Tutorial
Plot Continuous & Discrete Data Together
Authors: Lee Stanish, Megan A. Jones, Natalie Robinson
Last Updated: May 7, 2021
This tutorial discusses ways to plot plant phenology (discrete time series) and single-aspirated temperature (continuous time series) together. It uses data frames created in the first two parts of this series, Work with NEON OS & IS Data - Plant Phenology & Temperature. If you have not completed these tutorials, please download the dataset below.
Objectives
After completing this tutorial, you will be able to:
- plot multiple figures together with grid.arrange()

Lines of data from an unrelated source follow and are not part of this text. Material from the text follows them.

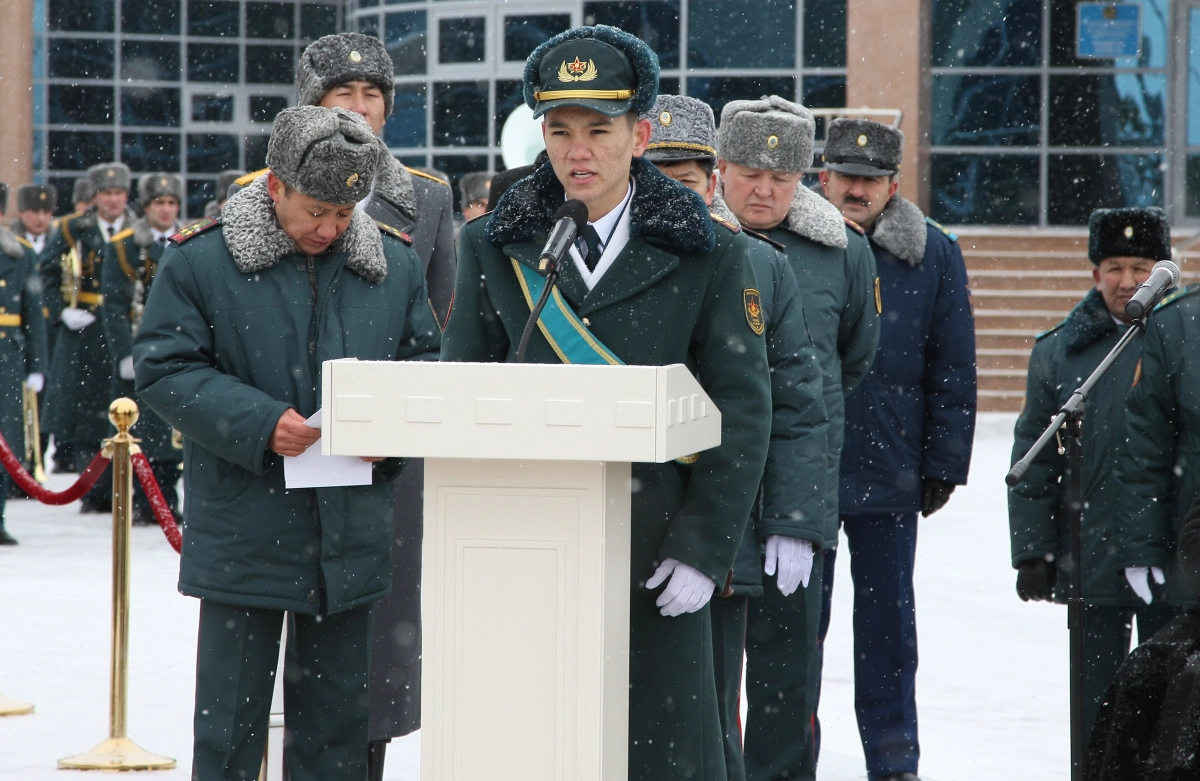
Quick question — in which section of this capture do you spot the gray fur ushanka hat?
[266,106,382,204]
[296,32,396,116]
[716,95,816,174]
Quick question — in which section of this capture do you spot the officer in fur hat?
[1008,209,1178,731]
[100,172,184,525]
[41,163,137,512]
[443,25,770,781]
[821,119,976,781]
[718,96,880,781]
[133,106,440,781]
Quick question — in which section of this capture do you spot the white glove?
[646,559,716,617]
[60,306,96,331]
[762,534,812,596]
[1126,566,1166,605]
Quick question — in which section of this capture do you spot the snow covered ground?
[0,414,1069,781]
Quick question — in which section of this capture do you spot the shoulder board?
[404,166,450,187]
[376,220,413,246]
[170,217,221,244]
[925,217,959,241]
[232,168,270,185]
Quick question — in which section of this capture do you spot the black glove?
[920,477,958,518]
[1016,559,1058,602]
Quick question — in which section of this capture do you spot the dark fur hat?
[296,32,396,116]
[266,106,382,204]
[1087,206,1171,265]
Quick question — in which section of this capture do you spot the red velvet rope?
[133,452,184,553]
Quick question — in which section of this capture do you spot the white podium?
[322,360,721,781]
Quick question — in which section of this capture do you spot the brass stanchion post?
[59,398,175,770]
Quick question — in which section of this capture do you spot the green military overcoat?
[133,178,439,619]
[442,158,770,781]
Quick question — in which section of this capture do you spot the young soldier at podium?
[133,106,439,781]
[443,26,770,781]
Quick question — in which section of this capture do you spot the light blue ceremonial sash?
[509,258,625,366]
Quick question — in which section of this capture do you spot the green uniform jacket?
[1113,284,1200,605]
[41,210,134,447]
[1008,290,1142,607]
[100,217,182,462]
[0,227,47,462]
[133,180,439,614]
[767,186,880,549]
[442,158,770,781]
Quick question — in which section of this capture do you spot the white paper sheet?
[283,409,371,488]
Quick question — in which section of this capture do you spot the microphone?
[1126,260,1180,320]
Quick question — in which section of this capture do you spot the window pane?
[187,133,238,174]
[47,0,113,32]
[383,84,426,146]
[121,86,179,127]
[192,95,234,122]
[1050,73,1166,146]
[1046,155,1163,226]
[688,0,796,68]
[932,76,1042,146]
[583,0,679,68]
[49,84,113,125]
[121,0,179,35]
[246,2,295,38]
[931,0,1042,67]
[433,82,487,148]
[504,13,571,62]
[121,133,179,170]
[47,131,113,170]
[804,0,846,68]
[930,155,1038,226]
[438,17,485,62]
[121,41,179,82]
[49,38,114,79]
[187,0,238,38]
[383,11,426,76]
[187,43,238,84]
[688,76,796,125]
[246,46,296,84]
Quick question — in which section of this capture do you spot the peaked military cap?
[824,119,904,176]
[88,163,133,194]
[524,24,659,118]
[716,95,816,174]
[266,106,382,204]
[296,32,396,116]
[17,184,59,211]
[643,95,716,163]
[138,170,184,206]
[1087,206,1171,265]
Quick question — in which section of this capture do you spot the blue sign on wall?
[1075,2,1141,60]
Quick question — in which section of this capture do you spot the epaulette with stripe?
[376,220,413,246]
[170,217,221,244]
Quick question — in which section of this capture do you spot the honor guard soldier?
[41,163,136,512]
[100,172,184,525]
[718,96,880,781]
[133,106,440,781]
[821,119,976,781]
[646,95,829,781]
[0,182,47,546]
[1008,209,1178,733]
[443,25,770,781]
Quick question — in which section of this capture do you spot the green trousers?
[192,600,371,781]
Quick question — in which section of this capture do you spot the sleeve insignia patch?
[742,288,767,336]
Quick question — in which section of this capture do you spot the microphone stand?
[1004,307,1153,781]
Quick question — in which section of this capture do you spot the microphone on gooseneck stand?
[516,200,588,364]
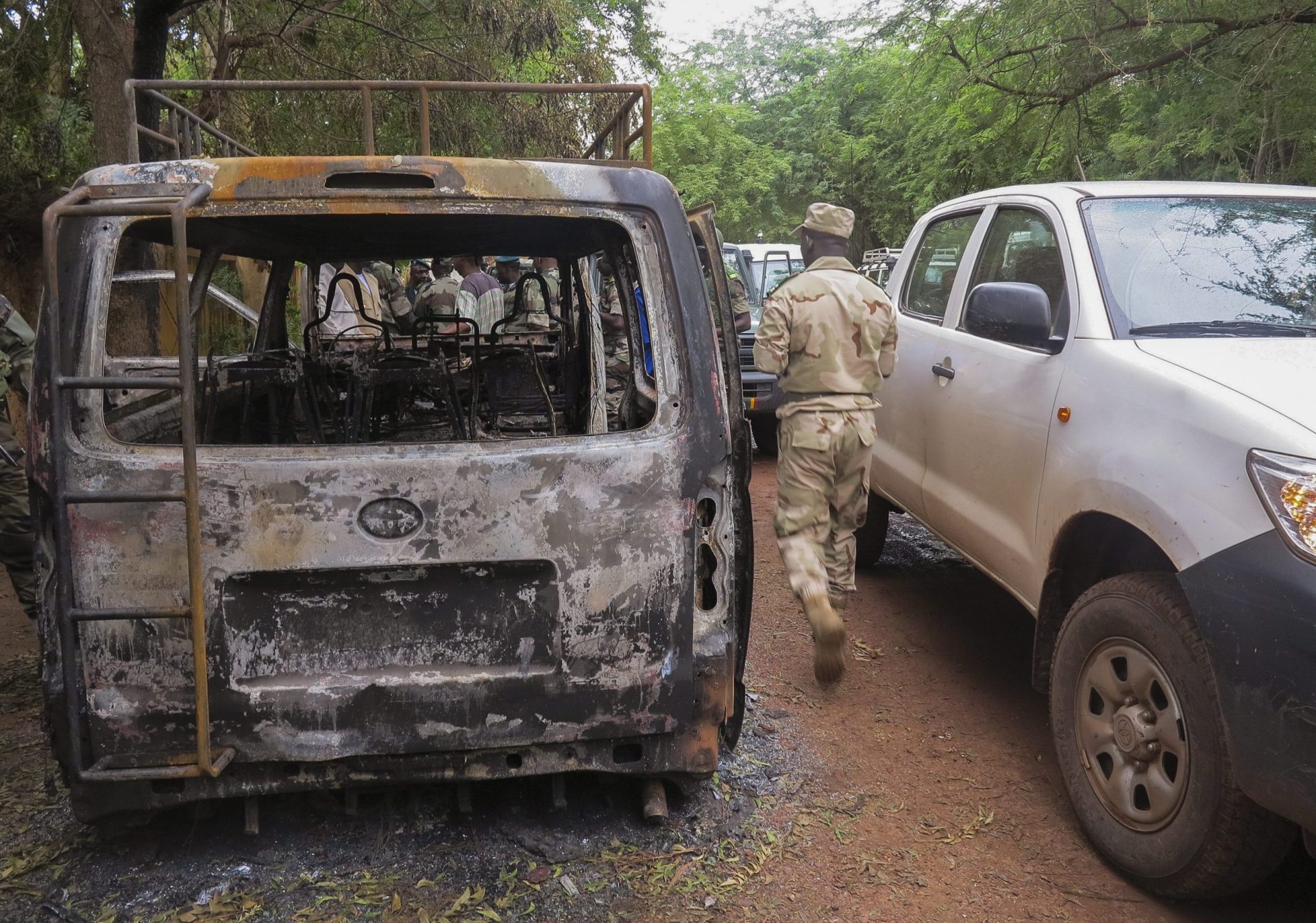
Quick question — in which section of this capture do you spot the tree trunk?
[73,0,133,163]
[133,0,183,149]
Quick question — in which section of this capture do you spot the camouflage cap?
[791,202,854,239]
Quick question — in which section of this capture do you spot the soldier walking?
[754,202,897,684]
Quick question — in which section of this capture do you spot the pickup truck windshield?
[1083,196,1316,337]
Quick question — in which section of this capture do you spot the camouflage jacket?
[416,272,462,317]
[366,262,412,326]
[502,275,557,333]
[754,256,897,415]
[704,270,748,320]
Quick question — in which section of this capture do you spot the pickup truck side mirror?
[964,282,1056,353]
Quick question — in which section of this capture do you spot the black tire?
[1050,573,1296,899]
[748,416,777,455]
[854,491,891,568]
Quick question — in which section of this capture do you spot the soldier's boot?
[803,595,845,686]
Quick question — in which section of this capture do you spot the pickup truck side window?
[900,212,980,320]
[968,208,1070,338]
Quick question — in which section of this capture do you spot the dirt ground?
[0,461,1316,923]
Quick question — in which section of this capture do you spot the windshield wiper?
[1129,320,1316,337]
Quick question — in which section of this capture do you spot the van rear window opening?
[90,212,662,445]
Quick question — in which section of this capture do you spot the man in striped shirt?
[452,254,504,333]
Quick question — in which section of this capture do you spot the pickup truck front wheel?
[1050,573,1295,898]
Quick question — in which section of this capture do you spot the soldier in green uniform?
[533,256,562,322]
[698,243,751,333]
[599,259,631,429]
[754,203,897,684]
[416,256,462,317]
[0,295,37,619]
[366,261,416,333]
[724,263,750,333]
[495,256,550,333]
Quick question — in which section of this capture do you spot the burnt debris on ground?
[0,656,808,923]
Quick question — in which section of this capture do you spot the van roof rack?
[123,80,653,170]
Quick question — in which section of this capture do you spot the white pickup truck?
[858,183,1316,898]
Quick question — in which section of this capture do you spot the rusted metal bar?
[641,778,667,823]
[123,80,653,166]
[79,747,237,782]
[639,83,654,170]
[242,795,260,836]
[69,606,192,621]
[123,80,142,163]
[56,375,183,391]
[127,80,648,99]
[361,87,375,156]
[419,87,430,156]
[63,487,186,504]
[170,186,219,776]
[611,100,631,160]
[38,187,93,774]
[135,87,258,160]
[137,125,175,147]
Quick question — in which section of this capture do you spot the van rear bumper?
[70,724,718,823]
[1179,531,1316,831]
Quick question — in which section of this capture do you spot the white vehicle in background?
[860,183,1316,898]
[855,246,900,289]
[740,243,804,302]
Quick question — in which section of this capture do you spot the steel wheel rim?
[1074,637,1189,833]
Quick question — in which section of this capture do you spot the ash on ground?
[0,657,807,923]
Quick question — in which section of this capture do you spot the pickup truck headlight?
[1247,449,1316,564]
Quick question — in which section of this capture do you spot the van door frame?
[685,203,754,748]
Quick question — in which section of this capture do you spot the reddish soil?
[0,461,1316,923]
[744,461,1316,923]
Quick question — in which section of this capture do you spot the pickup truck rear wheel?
[854,491,891,568]
[748,416,777,455]
[1050,573,1296,898]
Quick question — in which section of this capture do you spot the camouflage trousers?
[0,462,37,619]
[604,350,631,429]
[772,411,874,599]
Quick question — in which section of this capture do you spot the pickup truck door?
[920,204,1077,606]
[868,208,982,519]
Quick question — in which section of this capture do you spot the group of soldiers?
[319,254,561,337]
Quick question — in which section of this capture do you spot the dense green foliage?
[655,0,1316,248]
[0,0,657,246]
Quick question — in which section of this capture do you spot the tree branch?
[928,4,1316,107]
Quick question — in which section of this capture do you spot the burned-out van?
[30,82,753,819]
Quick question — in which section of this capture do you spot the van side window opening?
[90,213,662,445]
[900,212,980,320]
[968,208,1069,338]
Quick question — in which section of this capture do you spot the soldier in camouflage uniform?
[727,266,750,333]
[416,256,462,319]
[494,256,551,333]
[366,262,416,333]
[599,259,631,429]
[754,203,897,684]
[0,295,37,619]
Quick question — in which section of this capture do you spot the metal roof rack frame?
[123,80,653,170]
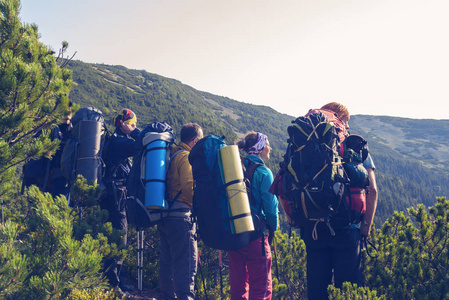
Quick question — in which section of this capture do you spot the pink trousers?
[228,236,272,300]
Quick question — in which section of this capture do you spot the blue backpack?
[126,122,190,228]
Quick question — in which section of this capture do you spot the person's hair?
[236,131,257,153]
[181,123,202,144]
[321,102,349,120]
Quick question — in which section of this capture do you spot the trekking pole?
[273,234,280,282]
[0,189,5,224]
[137,228,144,293]
[198,253,209,300]
[218,250,223,298]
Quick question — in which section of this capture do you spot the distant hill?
[68,61,449,226]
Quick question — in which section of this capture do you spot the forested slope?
[69,61,449,226]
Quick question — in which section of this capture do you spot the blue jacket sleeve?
[256,167,279,230]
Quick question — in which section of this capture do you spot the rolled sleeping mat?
[218,145,254,233]
[76,120,103,184]
[145,140,167,209]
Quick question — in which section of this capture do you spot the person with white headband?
[228,131,279,300]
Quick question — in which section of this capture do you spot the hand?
[360,220,371,237]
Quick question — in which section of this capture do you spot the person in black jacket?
[100,109,140,291]
[22,102,72,197]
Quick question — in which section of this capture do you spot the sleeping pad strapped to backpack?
[270,110,367,239]
[189,135,261,251]
[126,122,190,228]
[61,107,107,184]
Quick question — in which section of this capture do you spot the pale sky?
[21,0,449,119]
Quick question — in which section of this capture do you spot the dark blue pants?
[157,217,198,300]
[301,223,363,300]
[100,182,128,286]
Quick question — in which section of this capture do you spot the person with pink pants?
[228,131,278,300]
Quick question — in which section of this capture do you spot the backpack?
[340,134,369,217]
[61,107,108,185]
[270,110,366,239]
[189,135,259,251]
[126,122,190,228]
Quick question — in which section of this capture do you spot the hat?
[114,108,137,127]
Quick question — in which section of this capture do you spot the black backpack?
[189,135,260,250]
[126,122,190,228]
[273,111,351,237]
[270,110,368,238]
[61,107,108,185]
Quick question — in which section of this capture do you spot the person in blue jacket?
[100,109,140,291]
[228,131,278,300]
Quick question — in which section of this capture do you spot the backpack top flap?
[137,122,175,147]
[305,109,349,142]
[70,107,104,126]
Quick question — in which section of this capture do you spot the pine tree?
[0,0,72,194]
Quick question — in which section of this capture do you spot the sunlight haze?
[20,0,449,119]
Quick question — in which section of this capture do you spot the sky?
[20,0,449,119]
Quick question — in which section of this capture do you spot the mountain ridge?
[68,61,449,224]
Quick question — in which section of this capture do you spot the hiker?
[301,102,377,300]
[22,102,72,197]
[100,109,140,292]
[228,131,278,300]
[157,123,203,299]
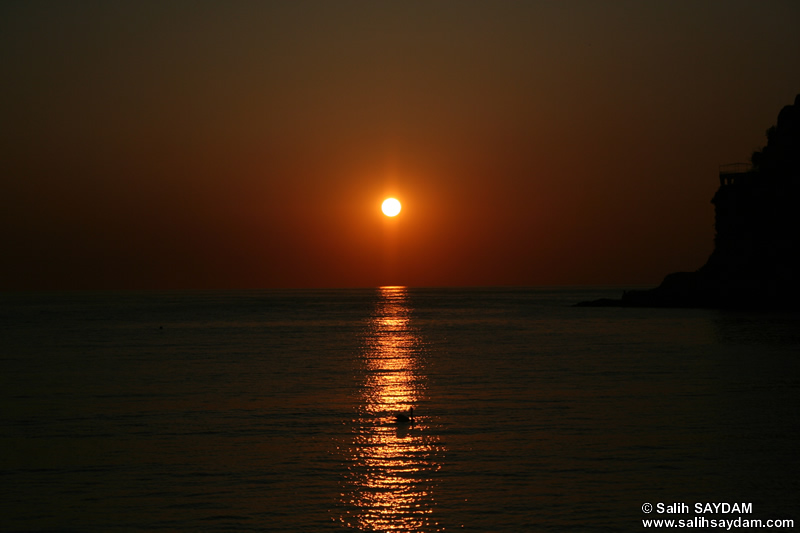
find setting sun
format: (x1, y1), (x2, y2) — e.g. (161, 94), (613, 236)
(381, 198), (402, 217)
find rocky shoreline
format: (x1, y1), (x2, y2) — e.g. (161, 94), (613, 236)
(576, 94), (800, 309)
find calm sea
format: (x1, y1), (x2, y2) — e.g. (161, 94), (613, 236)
(0, 287), (800, 532)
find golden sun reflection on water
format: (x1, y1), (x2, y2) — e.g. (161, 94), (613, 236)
(340, 287), (444, 531)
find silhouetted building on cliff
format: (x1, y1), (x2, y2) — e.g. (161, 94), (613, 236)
(587, 94), (800, 307)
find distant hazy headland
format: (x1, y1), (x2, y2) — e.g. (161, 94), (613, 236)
(578, 94), (800, 308)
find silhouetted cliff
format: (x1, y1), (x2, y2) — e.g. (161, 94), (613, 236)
(580, 94), (800, 307)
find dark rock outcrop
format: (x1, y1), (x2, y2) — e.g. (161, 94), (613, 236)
(578, 94), (800, 308)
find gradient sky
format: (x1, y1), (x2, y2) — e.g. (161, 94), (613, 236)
(0, 0), (800, 289)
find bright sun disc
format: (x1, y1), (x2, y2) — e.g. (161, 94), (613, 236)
(381, 198), (402, 217)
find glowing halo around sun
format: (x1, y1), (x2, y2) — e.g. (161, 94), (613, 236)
(381, 198), (403, 217)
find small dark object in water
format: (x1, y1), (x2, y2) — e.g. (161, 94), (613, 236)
(394, 407), (414, 424)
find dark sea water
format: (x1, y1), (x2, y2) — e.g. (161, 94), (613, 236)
(0, 288), (800, 532)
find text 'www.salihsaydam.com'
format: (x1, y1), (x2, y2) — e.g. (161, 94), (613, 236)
(642, 502), (794, 530)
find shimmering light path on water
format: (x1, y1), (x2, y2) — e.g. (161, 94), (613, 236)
(340, 287), (444, 531)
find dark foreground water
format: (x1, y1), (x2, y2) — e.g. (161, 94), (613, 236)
(0, 288), (800, 531)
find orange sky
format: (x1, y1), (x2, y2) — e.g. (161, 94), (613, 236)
(0, 0), (800, 289)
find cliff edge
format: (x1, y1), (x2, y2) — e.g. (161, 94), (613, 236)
(578, 94), (800, 308)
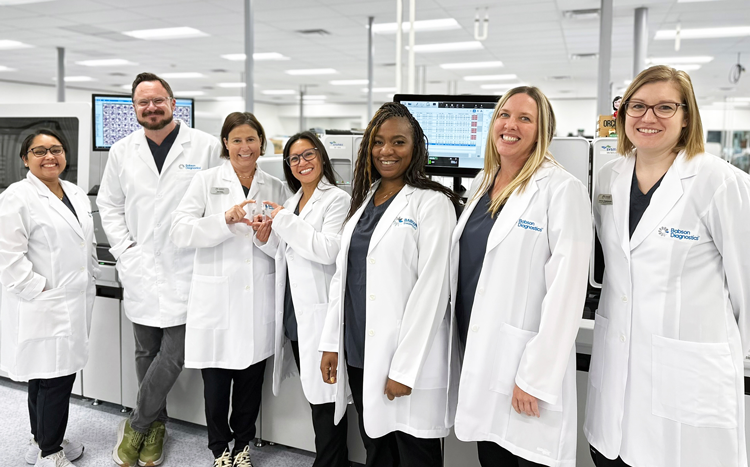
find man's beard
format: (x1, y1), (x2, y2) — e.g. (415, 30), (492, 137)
(137, 110), (174, 131)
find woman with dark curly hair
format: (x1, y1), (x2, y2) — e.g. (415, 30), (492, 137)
(320, 102), (456, 467)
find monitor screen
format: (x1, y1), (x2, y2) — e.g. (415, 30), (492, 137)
(393, 94), (500, 177)
(92, 94), (194, 151)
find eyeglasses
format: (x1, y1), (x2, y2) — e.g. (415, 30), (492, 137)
(285, 148), (318, 167)
(26, 146), (65, 157)
(135, 97), (172, 109)
(622, 101), (687, 118)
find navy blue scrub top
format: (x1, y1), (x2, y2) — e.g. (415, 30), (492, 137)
(628, 169), (666, 238)
(284, 203), (299, 341)
(344, 195), (396, 368)
(456, 188), (502, 348)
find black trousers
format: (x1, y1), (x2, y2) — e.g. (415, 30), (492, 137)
(477, 441), (544, 467)
(291, 341), (349, 467)
(589, 444), (630, 467)
(201, 360), (266, 457)
(347, 366), (443, 467)
(29, 373), (76, 457)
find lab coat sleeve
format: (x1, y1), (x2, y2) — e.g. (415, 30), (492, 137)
(388, 194), (456, 388)
(0, 192), (47, 300)
(706, 174), (750, 355)
(96, 146), (136, 259)
(516, 180), (593, 404)
(169, 173), (234, 252)
(272, 192), (349, 264)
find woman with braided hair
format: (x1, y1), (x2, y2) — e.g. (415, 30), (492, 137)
(320, 102), (456, 467)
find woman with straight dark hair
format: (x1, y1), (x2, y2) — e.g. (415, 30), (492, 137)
(583, 65), (750, 467)
(255, 131), (350, 467)
(320, 102), (456, 467)
(0, 129), (99, 467)
(169, 112), (289, 467)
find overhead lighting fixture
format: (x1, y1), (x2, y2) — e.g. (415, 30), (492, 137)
(654, 26), (750, 41)
(646, 56), (714, 65)
(261, 89), (297, 96)
(0, 39), (34, 50)
(464, 74), (518, 81)
(221, 52), (290, 62)
(160, 71), (203, 79)
(123, 26), (208, 41)
(328, 79), (370, 86)
(372, 18), (461, 34)
(76, 58), (138, 66)
(284, 68), (338, 76)
(440, 61), (503, 70)
(406, 41), (484, 54)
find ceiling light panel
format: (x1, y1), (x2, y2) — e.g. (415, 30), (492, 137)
(123, 27), (208, 41)
(372, 18), (461, 34)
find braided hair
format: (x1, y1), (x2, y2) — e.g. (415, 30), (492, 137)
(346, 102), (459, 220)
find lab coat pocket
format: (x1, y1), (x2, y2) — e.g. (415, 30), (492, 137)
(187, 274), (229, 329)
(18, 287), (71, 344)
(651, 335), (739, 428)
(589, 313), (609, 389)
(490, 323), (537, 396)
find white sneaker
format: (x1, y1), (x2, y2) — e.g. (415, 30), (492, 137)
(26, 438), (84, 465)
(34, 451), (75, 467)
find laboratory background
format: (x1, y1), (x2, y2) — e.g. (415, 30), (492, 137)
(0, 0), (750, 467)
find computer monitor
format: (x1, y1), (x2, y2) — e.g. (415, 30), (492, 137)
(393, 94), (500, 177)
(91, 94), (194, 151)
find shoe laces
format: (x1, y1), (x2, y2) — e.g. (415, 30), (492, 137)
(214, 449), (232, 467)
(232, 446), (253, 467)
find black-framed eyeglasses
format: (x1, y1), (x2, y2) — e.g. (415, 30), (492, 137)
(26, 146), (65, 157)
(285, 148), (318, 167)
(622, 101), (687, 118)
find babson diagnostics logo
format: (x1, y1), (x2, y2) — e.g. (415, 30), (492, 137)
(659, 227), (701, 242)
(518, 219), (544, 232)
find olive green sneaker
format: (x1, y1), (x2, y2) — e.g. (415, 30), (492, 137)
(138, 421), (167, 467)
(112, 419), (146, 467)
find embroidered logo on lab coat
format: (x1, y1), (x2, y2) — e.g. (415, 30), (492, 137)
(518, 219), (544, 232)
(659, 227), (701, 242)
(393, 217), (417, 230)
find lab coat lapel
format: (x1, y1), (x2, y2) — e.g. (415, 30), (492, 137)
(160, 123), (190, 173)
(612, 157), (635, 255)
(27, 172), (88, 238)
(367, 185), (416, 254)
(630, 153), (700, 250)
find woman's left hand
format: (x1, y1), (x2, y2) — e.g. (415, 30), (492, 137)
(511, 385), (539, 418)
(384, 378), (411, 401)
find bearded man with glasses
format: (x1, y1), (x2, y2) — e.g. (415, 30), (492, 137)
(97, 73), (221, 467)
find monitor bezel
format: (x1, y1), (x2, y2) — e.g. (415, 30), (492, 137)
(393, 94), (502, 178)
(91, 93), (195, 152)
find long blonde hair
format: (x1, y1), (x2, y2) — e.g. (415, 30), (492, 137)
(472, 86), (556, 217)
(615, 65), (705, 159)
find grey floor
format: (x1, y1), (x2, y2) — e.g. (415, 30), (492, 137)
(0, 378), (314, 467)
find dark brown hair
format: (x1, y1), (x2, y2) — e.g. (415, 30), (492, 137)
(346, 102), (458, 220)
(221, 112), (266, 159)
(130, 72), (174, 100)
(284, 131), (336, 193)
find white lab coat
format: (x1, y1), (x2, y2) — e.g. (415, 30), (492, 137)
(584, 153), (750, 467)
(451, 161), (593, 467)
(96, 123), (221, 328)
(169, 161), (289, 370)
(320, 182), (456, 438)
(0, 172), (99, 381)
(255, 180), (351, 404)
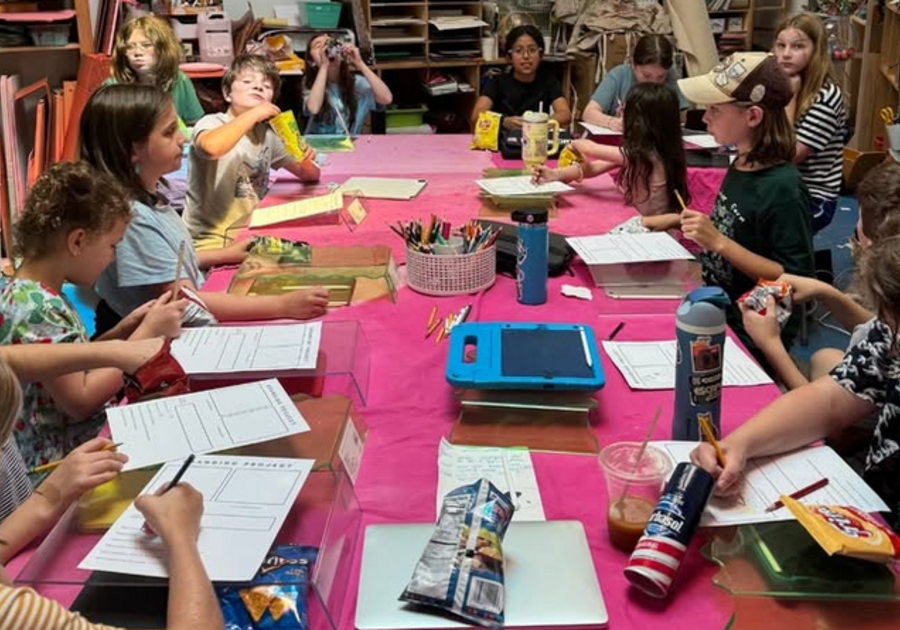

- plot only a subset of dates
Things You’ll Need To Complete This Tutorial
You will need the most current version of R and, preferably, RStudio
loaded
on your computer to complete this tutorial.
Install R Packages
-
neonUtilities:
install.packages("neonUtilities")
-
ggplot2:
install.packages("ggplot2")
-
dplyr:
install.packages("dplyr")
-
gridExtra:
install.packages("gridExtra")
More on Packages in R – Adapted from Software Carpentry.
Download Data
This tutorial is designed to have you download data directly from the NEON
portal API using the neonUtilities package. However, you can also directly
download this data, prepackaged, from FigShare. This data set includes all the
files needed for the Work with NEON OS & IS Data - Plant Phenology & Temperature
tutorial series. The data are in the format you would receive if downloading them
using the zipsByProduct()
function in the neonUtilities package.
To start, we need to set up our R environment. If you're continuing from the previous tutorial in this series, you'll only need to load the new packages.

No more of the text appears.